The socio-economic hazards inherent in the inefficient consumption of energy hit home to Americans with the onset of the 1973 energy crisis.  According to Walter Rosenbaum, “on the eve of the ‘energy crisis’ of 1973, per capita American energy use exceeded the rest of the globe’s per capita consumption by seven times and remained twice the average of that in European nations with comparable living standards.”[6]  In October 1973, Americans experienced a “crude awakening.”  Angered by Nixon’s devaluation of the American dollar—which had already resulted in raised oil prices and contributed to worldwide inflation—and the American support for Israel during the Yom Kippur War, Arab leaders of the Organization of Petroleum Exporting Countries (OPEC) imposed an embargo on shipments of oil to the United States.  In December 1973, OPEC raised the price of oil to $11.65 a barrel, almost four times the cost prior to the Yom Kippur War.  The oil embargo lasted five months—from 16 October 1973 to 18 March 1974—as Americans contended with what Nixon called “a very stark fact: We are heading toward the most acute shortage of energy since World War II.”[7]

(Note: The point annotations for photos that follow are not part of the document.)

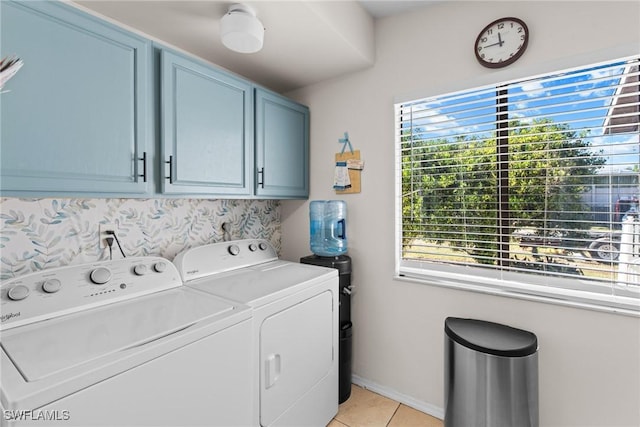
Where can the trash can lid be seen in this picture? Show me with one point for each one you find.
(491, 338)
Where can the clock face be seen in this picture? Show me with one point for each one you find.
(502, 42)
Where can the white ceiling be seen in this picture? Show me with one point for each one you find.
(305, 41)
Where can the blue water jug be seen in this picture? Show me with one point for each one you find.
(328, 223)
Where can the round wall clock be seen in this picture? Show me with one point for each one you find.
(502, 42)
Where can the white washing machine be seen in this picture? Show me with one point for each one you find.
(295, 325)
(122, 343)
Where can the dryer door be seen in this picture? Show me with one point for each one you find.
(296, 352)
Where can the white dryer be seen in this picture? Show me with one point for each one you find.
(295, 325)
(122, 343)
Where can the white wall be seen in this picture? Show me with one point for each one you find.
(589, 361)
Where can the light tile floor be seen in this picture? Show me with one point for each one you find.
(365, 408)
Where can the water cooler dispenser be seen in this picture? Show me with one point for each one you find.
(328, 241)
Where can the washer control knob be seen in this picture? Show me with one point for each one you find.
(140, 270)
(160, 267)
(51, 286)
(100, 275)
(18, 292)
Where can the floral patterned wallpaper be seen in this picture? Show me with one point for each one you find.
(42, 233)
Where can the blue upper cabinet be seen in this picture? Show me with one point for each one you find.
(207, 130)
(282, 147)
(75, 118)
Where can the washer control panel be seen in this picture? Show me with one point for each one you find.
(63, 290)
(224, 256)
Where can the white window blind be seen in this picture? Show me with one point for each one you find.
(527, 188)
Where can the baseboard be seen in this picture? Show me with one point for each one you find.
(427, 408)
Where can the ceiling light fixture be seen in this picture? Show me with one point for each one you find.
(240, 30)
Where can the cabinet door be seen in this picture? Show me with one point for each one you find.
(207, 130)
(74, 118)
(282, 147)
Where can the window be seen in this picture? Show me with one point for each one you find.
(528, 188)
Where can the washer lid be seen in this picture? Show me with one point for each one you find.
(263, 283)
(50, 347)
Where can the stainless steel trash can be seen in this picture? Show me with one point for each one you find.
(491, 375)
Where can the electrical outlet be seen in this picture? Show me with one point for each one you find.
(103, 229)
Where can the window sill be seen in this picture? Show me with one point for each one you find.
(548, 295)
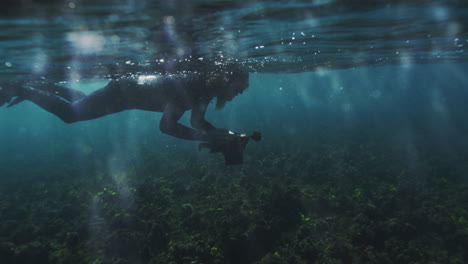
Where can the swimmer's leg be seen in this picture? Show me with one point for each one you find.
(66, 93)
(110, 99)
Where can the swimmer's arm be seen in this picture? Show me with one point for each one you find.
(169, 124)
(197, 119)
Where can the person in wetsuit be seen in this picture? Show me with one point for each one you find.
(171, 94)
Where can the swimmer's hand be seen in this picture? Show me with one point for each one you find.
(231, 144)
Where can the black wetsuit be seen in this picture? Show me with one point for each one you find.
(150, 93)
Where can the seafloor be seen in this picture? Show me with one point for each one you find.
(348, 200)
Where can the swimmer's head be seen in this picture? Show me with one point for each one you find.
(228, 84)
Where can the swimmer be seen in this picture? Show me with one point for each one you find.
(171, 94)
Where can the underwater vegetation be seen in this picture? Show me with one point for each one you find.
(333, 202)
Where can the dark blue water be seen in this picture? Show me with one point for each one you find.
(362, 107)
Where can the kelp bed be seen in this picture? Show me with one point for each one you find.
(346, 202)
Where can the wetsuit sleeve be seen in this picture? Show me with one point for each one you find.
(197, 119)
(169, 124)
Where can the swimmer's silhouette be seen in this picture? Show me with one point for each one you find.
(171, 94)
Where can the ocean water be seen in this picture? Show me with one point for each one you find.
(361, 105)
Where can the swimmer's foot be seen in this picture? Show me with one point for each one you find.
(8, 91)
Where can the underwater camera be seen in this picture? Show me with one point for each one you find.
(231, 144)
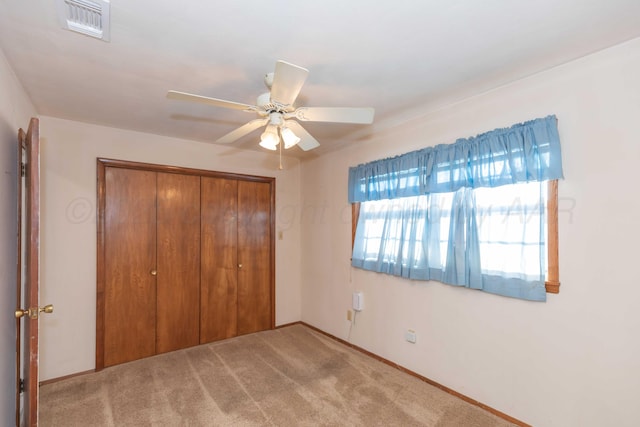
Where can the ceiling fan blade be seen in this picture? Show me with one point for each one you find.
(287, 82)
(307, 142)
(335, 115)
(242, 131)
(182, 96)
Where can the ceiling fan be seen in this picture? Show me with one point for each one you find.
(276, 112)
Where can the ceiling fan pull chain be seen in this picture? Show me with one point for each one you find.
(280, 166)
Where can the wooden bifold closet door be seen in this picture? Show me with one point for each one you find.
(184, 257)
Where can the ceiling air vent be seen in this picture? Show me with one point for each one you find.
(90, 17)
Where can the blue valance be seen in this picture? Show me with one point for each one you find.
(524, 152)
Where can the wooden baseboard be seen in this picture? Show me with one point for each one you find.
(374, 356)
(55, 380)
(416, 375)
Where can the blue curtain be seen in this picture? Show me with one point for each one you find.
(525, 152)
(446, 222)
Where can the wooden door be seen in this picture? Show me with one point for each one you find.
(28, 273)
(178, 268)
(218, 311)
(129, 312)
(255, 293)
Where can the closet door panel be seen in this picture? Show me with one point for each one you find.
(178, 268)
(254, 254)
(130, 254)
(219, 263)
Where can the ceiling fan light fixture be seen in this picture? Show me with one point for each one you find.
(269, 138)
(290, 139)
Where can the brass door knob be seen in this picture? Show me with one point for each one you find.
(34, 311)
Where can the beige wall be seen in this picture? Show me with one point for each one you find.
(69, 152)
(15, 111)
(572, 361)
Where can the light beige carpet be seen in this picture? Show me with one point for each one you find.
(292, 376)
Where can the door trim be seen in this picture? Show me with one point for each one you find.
(102, 164)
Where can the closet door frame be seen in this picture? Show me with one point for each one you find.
(102, 165)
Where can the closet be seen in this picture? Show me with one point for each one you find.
(185, 257)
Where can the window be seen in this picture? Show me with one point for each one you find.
(504, 215)
(480, 213)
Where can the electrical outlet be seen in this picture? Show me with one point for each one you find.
(410, 336)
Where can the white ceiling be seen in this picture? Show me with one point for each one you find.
(401, 57)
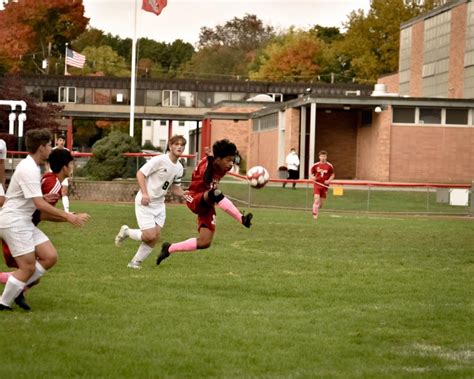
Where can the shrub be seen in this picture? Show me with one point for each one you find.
(108, 163)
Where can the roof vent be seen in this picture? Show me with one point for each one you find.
(379, 90)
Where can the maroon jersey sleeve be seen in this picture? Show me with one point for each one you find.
(50, 184)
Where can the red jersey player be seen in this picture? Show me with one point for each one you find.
(322, 173)
(202, 197)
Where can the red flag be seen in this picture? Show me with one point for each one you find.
(154, 6)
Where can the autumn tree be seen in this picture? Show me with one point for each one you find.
(228, 50)
(296, 56)
(37, 116)
(32, 31)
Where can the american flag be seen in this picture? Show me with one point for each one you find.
(75, 59)
(154, 6)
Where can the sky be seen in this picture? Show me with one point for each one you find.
(183, 19)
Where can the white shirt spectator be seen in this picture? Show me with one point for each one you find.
(292, 161)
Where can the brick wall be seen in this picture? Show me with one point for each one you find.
(456, 54)
(263, 151)
(373, 148)
(336, 132)
(391, 81)
(292, 129)
(432, 154)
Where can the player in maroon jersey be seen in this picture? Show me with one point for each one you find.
(322, 173)
(61, 162)
(203, 195)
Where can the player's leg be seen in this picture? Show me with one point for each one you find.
(216, 196)
(149, 239)
(17, 281)
(316, 204)
(207, 227)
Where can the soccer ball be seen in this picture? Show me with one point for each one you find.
(258, 176)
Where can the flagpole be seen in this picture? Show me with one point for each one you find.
(132, 77)
(65, 58)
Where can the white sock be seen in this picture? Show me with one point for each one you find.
(12, 289)
(39, 272)
(65, 201)
(135, 234)
(142, 253)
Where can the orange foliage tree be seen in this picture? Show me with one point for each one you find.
(32, 30)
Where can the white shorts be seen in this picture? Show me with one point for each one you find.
(23, 239)
(151, 215)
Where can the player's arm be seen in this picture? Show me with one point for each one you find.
(141, 179)
(47, 209)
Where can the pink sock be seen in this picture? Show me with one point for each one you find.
(315, 209)
(188, 245)
(4, 276)
(228, 207)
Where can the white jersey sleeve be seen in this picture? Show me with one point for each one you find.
(3, 149)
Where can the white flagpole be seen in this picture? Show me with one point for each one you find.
(132, 77)
(65, 59)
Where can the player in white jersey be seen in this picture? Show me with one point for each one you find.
(3, 178)
(33, 251)
(154, 178)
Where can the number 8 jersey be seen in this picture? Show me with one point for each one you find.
(160, 173)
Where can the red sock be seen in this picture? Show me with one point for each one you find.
(188, 245)
(228, 207)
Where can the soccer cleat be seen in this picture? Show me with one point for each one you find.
(21, 302)
(121, 236)
(135, 265)
(164, 252)
(246, 220)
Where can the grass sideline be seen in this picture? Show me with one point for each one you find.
(348, 296)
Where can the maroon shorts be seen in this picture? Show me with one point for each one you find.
(320, 190)
(206, 213)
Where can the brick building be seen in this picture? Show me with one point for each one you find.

Nixon’s statement belied a dire miscalculation of the global economic climate on the part of his administration.  American policy dictated that Arab oil exporters needed American capital and technology more than Americans needed their oil.  After all, an attempted embargo in 1967 had supported this point of view; amid regional instability and embargoes, the oil still got through.[8]  What had changed by 1973?  In short: domestic oil production peaked in 1970.[9]  The strength of domestic wells had allowed the United States to stockpile a surplus capacity of about 4,000,000 barrels of oil a day between 1957 and 1963.  By the 1970s, that surplus had dropped to 1,000,000 barrels a day, and the United States was forced to become a major oil importer.  American demand for oil, extraction at full capacity at home, and growing dependence on an unstable and volatile part of the world for its lifeblood prompted former Commerce Secretary Peter Peterson to wryly claim: “Popeye is running out of spinach.”[10]  It certainly seemed the case.  In 1967, 19% of oil for American consumption came from overseas; by 1972, that figure had risen to 30%, and 38% two years later.[11]  Oil imports more than doubled between 1967 and 1973—from 2.2 million barrels a day to 6,000,000 barrels a day—and the increasing importation of Arab oil, not to mention the enormous quantities of dollars held by Arab oil countries contributed markedly to the devaluation of the dollar in 1971 and again in 1973.[12]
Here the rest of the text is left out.